= Glenviggan =

Townland in County Londonderry, Northern Ireland

Glenviggan is a townland in County Londonderry, Northern Ireland with a population of 43 people. In 1911, the population was 77.

Glenviggan is in the Civil Parish of Ballynascreen, the Barony of Loughinsholin and County of Londonderry. Glenviggan has an area of about 2.7 square miles, making it one of the smallest in Ulster. Census records for the 1901 and 1911 censuses are available.

The Irish name for Glenviggan is Gleann-Bheichcean, or Gleann Bhig Fhinne, for the now-drained Loch Beigfhine (pronounced "Glen Vigan"), or "after St. Veggan who was a follower of St. Colmcille," but this folk etymology is derided. The little-known St. Becan of Cork (a/k/a Veggan or Beccán) is supposed to be the origin of Bigín's glen, but even the sources claiming that note the alternate, and more likely, origin as "the little glen" from a 1821 original source.
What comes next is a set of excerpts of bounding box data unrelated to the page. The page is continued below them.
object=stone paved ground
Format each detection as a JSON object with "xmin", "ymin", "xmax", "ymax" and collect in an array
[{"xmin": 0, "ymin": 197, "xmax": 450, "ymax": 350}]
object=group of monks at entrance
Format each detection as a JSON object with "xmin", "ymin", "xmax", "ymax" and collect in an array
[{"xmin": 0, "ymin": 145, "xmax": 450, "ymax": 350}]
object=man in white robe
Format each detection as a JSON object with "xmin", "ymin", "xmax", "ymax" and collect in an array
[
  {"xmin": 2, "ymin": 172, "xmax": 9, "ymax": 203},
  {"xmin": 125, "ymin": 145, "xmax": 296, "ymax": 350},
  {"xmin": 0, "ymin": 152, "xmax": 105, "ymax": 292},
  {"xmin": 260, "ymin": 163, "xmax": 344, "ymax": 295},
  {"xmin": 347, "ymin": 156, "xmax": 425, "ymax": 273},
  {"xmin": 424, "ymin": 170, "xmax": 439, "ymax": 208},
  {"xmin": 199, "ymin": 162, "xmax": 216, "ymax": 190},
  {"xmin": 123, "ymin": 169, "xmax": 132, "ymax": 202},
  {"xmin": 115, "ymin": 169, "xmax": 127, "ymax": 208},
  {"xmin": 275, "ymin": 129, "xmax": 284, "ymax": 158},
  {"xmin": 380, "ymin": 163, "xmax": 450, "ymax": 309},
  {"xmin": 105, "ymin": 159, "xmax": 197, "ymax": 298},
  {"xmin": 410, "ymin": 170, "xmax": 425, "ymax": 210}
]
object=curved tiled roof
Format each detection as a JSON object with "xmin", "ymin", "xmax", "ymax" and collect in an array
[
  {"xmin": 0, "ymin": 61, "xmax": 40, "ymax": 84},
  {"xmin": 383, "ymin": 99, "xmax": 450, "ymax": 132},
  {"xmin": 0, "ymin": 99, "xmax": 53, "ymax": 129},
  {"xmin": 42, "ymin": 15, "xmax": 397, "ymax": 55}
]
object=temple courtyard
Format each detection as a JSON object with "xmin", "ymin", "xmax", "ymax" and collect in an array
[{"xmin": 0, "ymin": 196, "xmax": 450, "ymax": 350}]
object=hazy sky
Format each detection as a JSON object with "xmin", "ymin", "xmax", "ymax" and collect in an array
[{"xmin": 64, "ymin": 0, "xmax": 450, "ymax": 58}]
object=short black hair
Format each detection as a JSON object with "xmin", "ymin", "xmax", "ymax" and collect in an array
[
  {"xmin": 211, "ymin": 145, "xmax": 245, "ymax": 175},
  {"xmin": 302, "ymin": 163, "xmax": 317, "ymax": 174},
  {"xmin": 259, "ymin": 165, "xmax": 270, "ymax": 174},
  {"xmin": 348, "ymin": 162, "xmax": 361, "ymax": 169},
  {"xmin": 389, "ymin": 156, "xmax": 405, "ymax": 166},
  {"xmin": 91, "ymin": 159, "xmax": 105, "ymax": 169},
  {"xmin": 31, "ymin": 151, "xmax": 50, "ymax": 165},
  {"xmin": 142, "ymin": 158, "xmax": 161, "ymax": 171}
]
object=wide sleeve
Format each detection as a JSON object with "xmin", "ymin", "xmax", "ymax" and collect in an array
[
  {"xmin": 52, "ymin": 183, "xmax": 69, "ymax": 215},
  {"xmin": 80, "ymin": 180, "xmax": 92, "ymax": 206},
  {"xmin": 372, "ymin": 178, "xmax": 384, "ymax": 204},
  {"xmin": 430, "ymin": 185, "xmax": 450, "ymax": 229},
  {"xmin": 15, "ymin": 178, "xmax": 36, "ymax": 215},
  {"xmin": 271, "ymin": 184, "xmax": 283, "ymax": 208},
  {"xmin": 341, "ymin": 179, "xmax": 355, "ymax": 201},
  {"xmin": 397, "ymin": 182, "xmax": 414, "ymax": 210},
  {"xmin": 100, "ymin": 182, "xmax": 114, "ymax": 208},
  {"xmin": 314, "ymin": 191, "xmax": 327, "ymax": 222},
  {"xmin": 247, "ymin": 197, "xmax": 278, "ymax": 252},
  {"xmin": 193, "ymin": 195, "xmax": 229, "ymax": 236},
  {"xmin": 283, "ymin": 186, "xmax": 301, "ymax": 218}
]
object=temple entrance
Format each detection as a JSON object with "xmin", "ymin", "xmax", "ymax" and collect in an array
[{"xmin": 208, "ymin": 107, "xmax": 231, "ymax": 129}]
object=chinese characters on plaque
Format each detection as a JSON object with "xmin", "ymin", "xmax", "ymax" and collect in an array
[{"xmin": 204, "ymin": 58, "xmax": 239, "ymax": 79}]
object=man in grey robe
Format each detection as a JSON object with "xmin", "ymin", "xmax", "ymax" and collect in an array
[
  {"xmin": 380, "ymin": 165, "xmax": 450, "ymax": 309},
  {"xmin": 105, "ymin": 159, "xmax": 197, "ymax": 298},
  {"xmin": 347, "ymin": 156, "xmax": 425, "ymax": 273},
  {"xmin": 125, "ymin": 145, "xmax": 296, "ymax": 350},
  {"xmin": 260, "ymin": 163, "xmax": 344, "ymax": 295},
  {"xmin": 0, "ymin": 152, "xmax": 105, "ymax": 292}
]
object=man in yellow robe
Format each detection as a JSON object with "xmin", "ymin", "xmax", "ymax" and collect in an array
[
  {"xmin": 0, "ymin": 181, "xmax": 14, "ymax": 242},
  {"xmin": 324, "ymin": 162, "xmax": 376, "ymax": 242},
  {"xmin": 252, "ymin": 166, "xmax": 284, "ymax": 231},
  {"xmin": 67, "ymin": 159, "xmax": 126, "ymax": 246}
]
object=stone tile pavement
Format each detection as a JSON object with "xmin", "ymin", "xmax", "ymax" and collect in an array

Also, there is a hill near Glenviggan named Crocanlocha ("which means 'the lough hill', referring to the lough which was formally there") and "the Gaelic words bhig gleann [means] 'small glen'."

Although there is evidence of human settlement from the Bronze Age, the agricultural valley was virtually uninhabited until c. 1832. Bog iron ore was mined there in the mid-19th century, which was red enough to be suitable for paint.